So private insurance companies cannot compete. What happens to them? Like any other profit oriented business, they go out of business.
""


I can't quite make up my mind Doug, whether you are deliberately disingenuous, or genuinely too stupid to listen to what you are being told.

In the civilised countries of this world, healthcare consists of a public system, paid for by National Insurance, and Tax revenue, and a private system, whih does make a small, reasonable, profit.

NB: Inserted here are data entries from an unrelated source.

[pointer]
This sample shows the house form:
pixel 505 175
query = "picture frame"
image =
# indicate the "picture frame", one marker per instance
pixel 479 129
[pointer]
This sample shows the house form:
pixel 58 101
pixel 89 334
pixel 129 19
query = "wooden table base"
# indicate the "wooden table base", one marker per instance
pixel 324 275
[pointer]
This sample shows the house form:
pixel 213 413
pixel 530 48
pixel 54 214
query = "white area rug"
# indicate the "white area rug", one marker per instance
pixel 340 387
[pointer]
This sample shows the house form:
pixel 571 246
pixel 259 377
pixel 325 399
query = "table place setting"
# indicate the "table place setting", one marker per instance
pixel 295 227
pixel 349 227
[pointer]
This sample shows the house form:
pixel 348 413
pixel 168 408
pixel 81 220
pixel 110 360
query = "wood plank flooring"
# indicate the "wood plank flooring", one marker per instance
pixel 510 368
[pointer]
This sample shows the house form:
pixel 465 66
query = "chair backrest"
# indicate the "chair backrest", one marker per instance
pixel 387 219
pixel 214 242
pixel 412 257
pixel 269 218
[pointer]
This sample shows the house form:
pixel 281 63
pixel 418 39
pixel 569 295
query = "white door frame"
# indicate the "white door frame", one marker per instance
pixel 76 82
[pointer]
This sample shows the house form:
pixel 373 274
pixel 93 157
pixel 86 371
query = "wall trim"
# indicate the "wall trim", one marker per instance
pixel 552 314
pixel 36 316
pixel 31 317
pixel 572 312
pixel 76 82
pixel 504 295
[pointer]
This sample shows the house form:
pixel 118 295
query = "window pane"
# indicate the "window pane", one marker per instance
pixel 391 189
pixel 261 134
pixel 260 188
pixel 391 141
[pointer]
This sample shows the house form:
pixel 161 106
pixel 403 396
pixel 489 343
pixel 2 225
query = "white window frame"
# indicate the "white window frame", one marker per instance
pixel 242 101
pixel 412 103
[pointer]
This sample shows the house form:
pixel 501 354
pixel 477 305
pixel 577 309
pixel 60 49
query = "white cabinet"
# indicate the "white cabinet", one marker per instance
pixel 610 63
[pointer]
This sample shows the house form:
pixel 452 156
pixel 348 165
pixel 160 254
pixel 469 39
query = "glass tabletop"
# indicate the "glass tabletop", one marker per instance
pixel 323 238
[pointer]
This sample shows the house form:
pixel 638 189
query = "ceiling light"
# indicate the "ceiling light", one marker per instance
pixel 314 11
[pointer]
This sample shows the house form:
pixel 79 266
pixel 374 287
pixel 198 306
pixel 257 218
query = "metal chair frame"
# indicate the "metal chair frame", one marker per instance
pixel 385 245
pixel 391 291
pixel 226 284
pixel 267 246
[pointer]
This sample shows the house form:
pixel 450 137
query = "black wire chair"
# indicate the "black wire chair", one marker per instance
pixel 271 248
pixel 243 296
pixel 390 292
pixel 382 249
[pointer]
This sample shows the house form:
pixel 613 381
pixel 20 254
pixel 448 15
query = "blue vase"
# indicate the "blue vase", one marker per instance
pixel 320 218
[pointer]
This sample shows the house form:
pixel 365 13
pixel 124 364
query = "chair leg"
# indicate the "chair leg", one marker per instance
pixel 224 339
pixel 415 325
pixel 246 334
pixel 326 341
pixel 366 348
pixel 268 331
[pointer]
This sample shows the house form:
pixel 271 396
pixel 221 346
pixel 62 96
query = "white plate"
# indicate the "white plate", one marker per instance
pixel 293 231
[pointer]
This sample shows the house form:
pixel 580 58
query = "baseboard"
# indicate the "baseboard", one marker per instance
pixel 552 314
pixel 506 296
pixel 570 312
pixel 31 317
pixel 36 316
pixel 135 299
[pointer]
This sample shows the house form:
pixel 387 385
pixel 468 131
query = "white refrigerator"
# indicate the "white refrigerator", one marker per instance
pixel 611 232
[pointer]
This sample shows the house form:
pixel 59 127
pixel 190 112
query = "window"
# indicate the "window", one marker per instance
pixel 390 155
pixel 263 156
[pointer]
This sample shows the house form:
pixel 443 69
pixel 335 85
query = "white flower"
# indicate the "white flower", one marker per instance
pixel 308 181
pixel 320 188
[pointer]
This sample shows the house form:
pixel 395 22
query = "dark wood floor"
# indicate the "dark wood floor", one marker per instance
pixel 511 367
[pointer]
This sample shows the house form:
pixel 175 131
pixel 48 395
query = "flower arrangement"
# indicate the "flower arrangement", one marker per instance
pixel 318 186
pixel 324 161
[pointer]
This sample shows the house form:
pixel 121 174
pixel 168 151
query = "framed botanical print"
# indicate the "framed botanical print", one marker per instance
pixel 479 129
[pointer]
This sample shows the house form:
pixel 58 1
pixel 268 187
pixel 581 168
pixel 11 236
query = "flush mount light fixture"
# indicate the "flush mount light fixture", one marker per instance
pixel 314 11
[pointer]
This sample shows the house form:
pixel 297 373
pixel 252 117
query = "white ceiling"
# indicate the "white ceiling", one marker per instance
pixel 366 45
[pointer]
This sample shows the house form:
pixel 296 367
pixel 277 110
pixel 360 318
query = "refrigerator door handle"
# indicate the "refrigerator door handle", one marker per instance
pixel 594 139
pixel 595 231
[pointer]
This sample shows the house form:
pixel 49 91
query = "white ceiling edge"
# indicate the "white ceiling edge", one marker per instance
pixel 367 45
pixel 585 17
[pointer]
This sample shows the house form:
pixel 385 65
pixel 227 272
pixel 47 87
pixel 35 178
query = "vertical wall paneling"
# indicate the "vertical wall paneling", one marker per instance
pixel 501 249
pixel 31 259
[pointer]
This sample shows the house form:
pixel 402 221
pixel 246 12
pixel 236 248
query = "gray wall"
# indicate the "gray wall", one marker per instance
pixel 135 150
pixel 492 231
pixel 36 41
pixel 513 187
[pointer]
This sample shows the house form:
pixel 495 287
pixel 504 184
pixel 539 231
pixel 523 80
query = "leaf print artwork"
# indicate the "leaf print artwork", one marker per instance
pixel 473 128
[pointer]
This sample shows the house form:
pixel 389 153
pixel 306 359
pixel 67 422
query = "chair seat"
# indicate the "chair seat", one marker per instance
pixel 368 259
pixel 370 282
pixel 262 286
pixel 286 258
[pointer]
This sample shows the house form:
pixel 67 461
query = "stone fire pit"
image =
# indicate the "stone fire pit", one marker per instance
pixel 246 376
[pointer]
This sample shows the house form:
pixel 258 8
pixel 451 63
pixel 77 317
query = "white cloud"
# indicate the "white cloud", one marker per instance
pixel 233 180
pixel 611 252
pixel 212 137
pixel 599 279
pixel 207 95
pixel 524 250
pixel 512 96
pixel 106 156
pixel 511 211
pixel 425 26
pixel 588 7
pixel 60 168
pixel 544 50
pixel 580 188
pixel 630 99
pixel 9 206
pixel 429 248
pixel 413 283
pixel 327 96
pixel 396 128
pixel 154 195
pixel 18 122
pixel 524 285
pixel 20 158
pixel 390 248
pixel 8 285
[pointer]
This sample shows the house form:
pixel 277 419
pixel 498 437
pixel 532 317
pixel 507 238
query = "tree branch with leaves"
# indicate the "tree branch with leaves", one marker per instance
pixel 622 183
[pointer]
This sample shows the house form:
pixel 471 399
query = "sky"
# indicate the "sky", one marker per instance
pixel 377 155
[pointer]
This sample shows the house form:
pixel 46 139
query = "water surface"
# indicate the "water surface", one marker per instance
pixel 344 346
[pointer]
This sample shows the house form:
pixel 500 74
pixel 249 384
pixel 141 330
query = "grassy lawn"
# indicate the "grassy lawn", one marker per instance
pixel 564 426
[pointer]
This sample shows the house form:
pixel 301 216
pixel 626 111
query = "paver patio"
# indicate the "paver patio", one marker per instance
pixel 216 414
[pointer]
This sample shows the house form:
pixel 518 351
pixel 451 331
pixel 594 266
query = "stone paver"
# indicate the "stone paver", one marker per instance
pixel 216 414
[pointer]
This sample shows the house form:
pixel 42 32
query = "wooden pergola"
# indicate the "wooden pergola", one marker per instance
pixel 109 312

These two entities are NOT in competition in the way that you assume.

They are in collaberation.

There are always those who are prepared to pay for peripheral benefits, and for them the private system is the way to go.

Most of them are enrolled in Insurance schemes which will defray the immediate cost of treatment, in return for regular ongoing premiums.

They do exclude some pre-existing conditions, but they are NOT as rapacious as the US insurance companies, knowing that they can price themselves out of the market, because patients have the free option to fall back on.

None of the British private health insurers have gone out of business, in fact they are all doing better than most commercial concerns. Even in a recession people still get sick.

So, for the umpteenth time, you have been told that your fears about killing the private system are groundless.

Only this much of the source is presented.